Despite predicting a strong third quarter for El Paso Electric Co. amid renewed M&A rumors, a Wall Street analyst reduced the utility's earnings estimates and said its stock is still overvalued.

Citing an Oct. 2 report by DealReporter that advisory firm Lazard "would be actively shopping El Paso within weeks," Williams Capital Group analyst Chris Ellinghaus wrote in an Oct. 5 note that favorable summer weather is likely to give El Paso Electric "a significant positive [earnings per share] surprise" in the third quarter.

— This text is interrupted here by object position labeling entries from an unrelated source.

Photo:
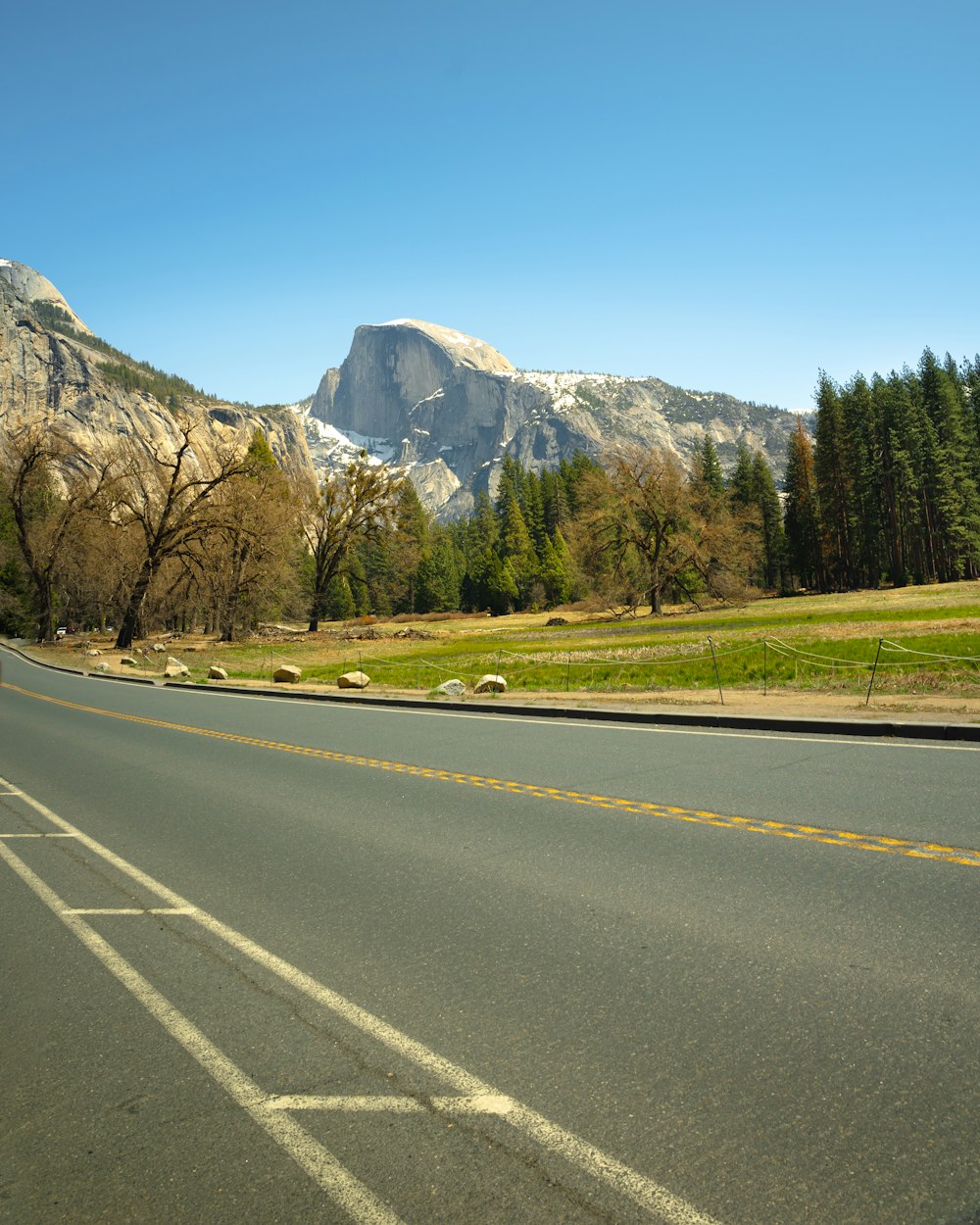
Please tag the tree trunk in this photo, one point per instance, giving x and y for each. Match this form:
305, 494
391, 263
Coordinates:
131, 616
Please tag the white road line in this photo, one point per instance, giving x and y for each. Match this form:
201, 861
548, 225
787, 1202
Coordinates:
599, 1165
481, 1103
368, 1103
357, 1200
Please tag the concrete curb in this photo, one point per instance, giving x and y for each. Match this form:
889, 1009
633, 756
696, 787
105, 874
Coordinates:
872, 728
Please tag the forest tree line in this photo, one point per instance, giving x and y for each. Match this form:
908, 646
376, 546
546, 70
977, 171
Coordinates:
887, 490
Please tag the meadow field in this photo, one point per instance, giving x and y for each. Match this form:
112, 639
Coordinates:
919, 645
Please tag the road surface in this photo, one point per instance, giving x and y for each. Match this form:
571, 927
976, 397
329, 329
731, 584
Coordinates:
302, 961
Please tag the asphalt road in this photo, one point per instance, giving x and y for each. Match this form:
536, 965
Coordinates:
298, 961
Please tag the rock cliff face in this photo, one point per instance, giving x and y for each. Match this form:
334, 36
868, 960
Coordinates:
444, 406
449, 408
57, 377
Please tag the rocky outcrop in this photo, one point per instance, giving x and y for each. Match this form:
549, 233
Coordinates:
447, 408
55, 375
353, 680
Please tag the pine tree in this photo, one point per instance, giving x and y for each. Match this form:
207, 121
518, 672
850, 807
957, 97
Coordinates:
834, 484
802, 519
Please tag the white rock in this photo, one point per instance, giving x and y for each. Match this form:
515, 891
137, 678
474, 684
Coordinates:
490, 684
451, 689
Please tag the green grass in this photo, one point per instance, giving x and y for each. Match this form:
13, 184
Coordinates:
824, 643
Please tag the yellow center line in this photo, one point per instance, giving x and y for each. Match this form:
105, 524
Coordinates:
910, 848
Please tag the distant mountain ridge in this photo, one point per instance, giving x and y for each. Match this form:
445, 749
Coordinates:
447, 407
442, 406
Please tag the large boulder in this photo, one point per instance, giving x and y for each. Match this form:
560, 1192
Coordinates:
490, 684
451, 689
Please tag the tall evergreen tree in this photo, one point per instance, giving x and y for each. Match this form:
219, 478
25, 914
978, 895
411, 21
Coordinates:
834, 484
802, 519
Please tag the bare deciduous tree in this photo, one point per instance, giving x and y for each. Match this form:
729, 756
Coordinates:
344, 510
53, 501
170, 500
647, 509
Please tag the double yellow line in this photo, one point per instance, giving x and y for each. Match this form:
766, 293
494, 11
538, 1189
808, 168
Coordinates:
910, 848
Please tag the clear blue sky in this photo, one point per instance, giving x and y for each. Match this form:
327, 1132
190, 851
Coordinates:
725, 195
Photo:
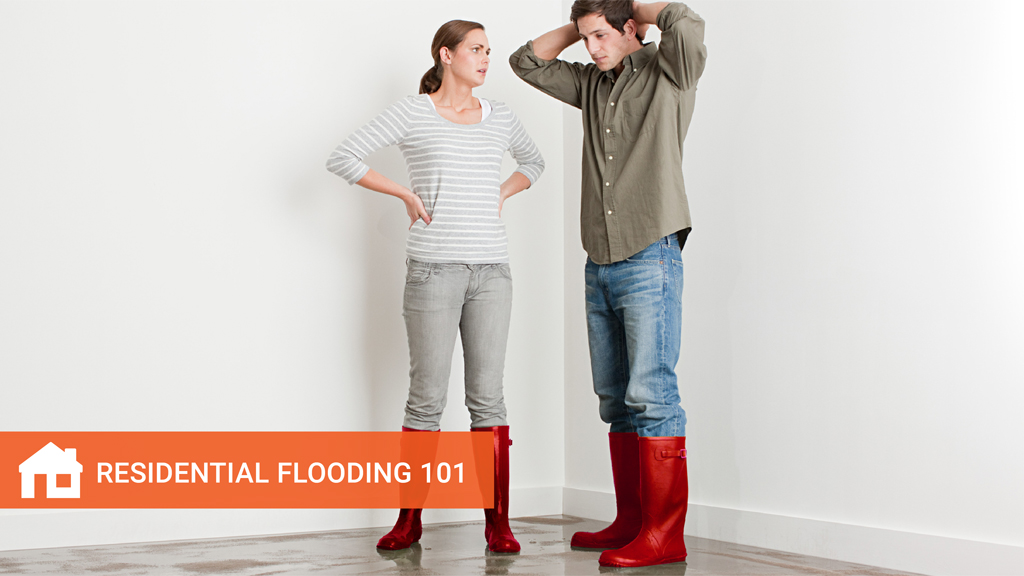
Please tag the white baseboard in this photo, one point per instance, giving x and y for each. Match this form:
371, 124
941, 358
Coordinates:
924, 553
64, 528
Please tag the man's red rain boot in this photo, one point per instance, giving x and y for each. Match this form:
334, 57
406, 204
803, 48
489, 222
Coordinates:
625, 449
497, 530
408, 529
664, 492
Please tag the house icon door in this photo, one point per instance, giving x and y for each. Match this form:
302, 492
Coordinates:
52, 461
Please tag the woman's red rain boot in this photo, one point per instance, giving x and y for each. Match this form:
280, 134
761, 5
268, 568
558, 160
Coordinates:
497, 530
664, 492
625, 448
408, 529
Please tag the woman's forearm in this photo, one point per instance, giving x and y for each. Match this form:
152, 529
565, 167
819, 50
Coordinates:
379, 182
513, 186
414, 205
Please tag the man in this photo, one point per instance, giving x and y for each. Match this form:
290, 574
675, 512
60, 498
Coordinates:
637, 100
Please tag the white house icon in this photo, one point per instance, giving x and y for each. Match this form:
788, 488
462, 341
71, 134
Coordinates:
51, 461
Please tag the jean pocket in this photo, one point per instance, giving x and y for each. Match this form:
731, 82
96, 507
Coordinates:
505, 271
417, 275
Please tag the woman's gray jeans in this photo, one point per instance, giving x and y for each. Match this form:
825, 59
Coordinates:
440, 300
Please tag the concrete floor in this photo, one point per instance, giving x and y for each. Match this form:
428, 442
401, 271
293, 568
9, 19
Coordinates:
444, 548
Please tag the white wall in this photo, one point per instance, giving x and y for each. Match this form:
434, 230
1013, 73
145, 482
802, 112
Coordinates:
174, 255
852, 327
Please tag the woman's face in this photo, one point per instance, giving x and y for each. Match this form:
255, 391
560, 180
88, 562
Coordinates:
470, 60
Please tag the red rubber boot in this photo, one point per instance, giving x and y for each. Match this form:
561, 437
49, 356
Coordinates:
497, 530
625, 448
664, 492
408, 529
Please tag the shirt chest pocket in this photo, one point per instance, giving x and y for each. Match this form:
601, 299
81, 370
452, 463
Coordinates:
634, 118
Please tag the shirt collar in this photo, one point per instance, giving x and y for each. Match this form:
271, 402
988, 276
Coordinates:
636, 60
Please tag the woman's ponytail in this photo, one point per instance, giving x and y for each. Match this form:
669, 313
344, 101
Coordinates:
450, 35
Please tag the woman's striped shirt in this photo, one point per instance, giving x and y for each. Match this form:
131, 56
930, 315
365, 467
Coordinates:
454, 168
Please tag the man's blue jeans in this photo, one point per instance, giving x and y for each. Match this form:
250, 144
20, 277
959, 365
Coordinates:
634, 323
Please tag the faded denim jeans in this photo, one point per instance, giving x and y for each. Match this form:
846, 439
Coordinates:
440, 300
634, 324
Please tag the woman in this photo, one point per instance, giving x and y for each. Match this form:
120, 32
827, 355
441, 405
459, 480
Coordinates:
459, 276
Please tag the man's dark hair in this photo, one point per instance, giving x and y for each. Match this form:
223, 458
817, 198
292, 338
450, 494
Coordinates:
615, 11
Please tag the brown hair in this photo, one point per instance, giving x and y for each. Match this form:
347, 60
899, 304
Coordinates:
450, 35
617, 12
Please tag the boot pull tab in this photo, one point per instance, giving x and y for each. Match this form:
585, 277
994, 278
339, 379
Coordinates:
667, 454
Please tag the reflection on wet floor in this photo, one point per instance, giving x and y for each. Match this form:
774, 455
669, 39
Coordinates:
444, 548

Ellinghaus' pronouncement comes two months after El Paso Electric President and CEO Mary Kipp said the utility does not comment on market rumors, but its board "will consider any such proposal it believes would be in the best interest of our shareholders and customers." During the company's second-quarter earnings call Aug. 2, Kipp said El Paso remains confident in its stand-alone growth plan and made similar comments May 3 during the first-quarter earnings call.

In both cases, Kipp's comments were prompted by questions from analysts.

El Paso stock closed Oct. 4 at $58.73 per share, up 3.7% since market open Oct. 2. The company traded as high as $59.33 per share late morning Oct. 3.

"Regardless of the fairly regular M&A rumors about El Paso, we reiterate that the company's fundamentals simply do not support [El Paso] shares at the current level, in our opinion," Ellinghaus wrote. "While there may be risk of M&A activity, [El Paso] shares simply have not historically traded at anywhere near current valuation levels in a higher interest rate environment and the stock is currently trading at nearly an 18% premium to peer utilities based on 2020 estimates, in our view."

Williams Capital is reducing its 2018 recurring annual EPS estimate for El Paso from $2.45 per share to $2.44 per share and reducing its 2019 recurring EPS estimate from $2.64 per share to $2.48 per share. Ellinghaus made the move for this year's EPS estimate due to the temporary expiration of a certain rates revenue stream and lowered the 2019 estimate due to less chance of favorable weather in 2019.

Ellinghaus said El Paso and its stock are more attractive at this time primarily because of the company's "significant" dividend growth, along with "incremental" EPS and rate base growth and somewhat accelerating load growth. El Paso also has increasing free cash flow generation, which will give management "great flexibility for both investment and dividend growth."

There are reasons El Paso and its shares are less attractive, Ellinghaus added, including its overvaluation and a "challenging" regulatory environment in New Mexico, where the utility is expected to file a rate case in 2020. He also cited the Trump administration's trade tensions with Mexico, which could adversely affect the border economy shared by El Paso, Texas, and Juarez, Mexico.

The company, headquartered in El Paso, Texas, serves 417,000 customers in a corner of southwestern Texas and southern New Mexico. It owns about 2,600 MW of generating capacity, mostly gas-fired but including a share of the Palo Verde nuclear plant, according to S&P Global Market Intelligence data.

Ellinghaus reiterated Williams Capital's "sell" rating and $49-per-share price target for El Paso, adding that both outlooks could be affected by rising interest rates and continued effects of federal tax reform.